Oak decline in Helsinki portrayed by tree-rings, climate and soil data
- First Online:
- Cite this article as:
- Helama, S., Läänelaid, A., Raisio, J. et al. Plant Soil (2009) 319: 163. doi:10.1007/s11104-008-9858-z
- 367 Downloads
Oak decline has recently been observed in and around Helsinki. Tree-ring widths of pedunculate oak were used to assess pre-mortem growth patterns, their dependence on climatic factors and linkages to soil thickness. Tree-ring chronologies were constructed in three tree vigour classes (healthy, declining and dying oaks). Characteristic “summer response” was found as a positive influence of summer precipitation was the most important climatic factor limiting the radial growth in all vigour classes. On the other hand, a differing “winter response” was found for tree-rings of dying and other classes of oaks.
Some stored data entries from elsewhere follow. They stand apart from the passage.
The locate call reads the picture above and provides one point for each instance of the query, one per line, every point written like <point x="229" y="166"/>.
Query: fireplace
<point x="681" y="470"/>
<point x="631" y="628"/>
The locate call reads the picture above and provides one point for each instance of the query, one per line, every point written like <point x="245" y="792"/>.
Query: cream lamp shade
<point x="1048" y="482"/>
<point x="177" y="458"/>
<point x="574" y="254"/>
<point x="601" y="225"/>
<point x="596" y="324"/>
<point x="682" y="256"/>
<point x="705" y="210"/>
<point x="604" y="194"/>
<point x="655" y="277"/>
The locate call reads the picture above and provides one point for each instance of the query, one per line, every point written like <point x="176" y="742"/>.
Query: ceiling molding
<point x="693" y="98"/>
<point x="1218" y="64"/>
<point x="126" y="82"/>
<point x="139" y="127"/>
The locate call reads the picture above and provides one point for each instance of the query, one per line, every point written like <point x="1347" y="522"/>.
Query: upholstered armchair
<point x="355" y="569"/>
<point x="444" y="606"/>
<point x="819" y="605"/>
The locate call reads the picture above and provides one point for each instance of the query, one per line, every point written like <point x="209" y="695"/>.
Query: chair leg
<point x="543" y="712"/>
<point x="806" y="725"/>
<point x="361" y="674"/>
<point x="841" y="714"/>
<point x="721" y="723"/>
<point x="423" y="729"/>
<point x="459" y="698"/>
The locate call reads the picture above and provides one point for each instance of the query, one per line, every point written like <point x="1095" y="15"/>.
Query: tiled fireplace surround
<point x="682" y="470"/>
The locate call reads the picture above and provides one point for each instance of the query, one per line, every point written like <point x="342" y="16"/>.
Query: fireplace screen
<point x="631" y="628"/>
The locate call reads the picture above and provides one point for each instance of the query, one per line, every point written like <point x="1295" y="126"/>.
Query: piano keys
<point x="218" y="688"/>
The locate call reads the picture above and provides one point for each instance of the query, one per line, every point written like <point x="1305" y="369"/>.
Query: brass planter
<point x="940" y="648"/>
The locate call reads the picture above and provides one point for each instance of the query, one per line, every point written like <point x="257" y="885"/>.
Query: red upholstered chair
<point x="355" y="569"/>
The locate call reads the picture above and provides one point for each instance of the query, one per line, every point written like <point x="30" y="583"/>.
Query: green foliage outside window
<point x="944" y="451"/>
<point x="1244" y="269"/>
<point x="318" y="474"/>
The growth of dying oaks was more sensitive to variations in mid-winter temperatures, due presumably to higher risk of frost damage to their roots. Recent summer droughts, which may have increased the potential for bark necrosis due to reinforcing effects from defoliation in decreasing the capability of oaks to acclimatize to winter frost, may thus have played a role in this decline. Amplified water stress was indicated by dendrochronological parameters on sites with shallow soils.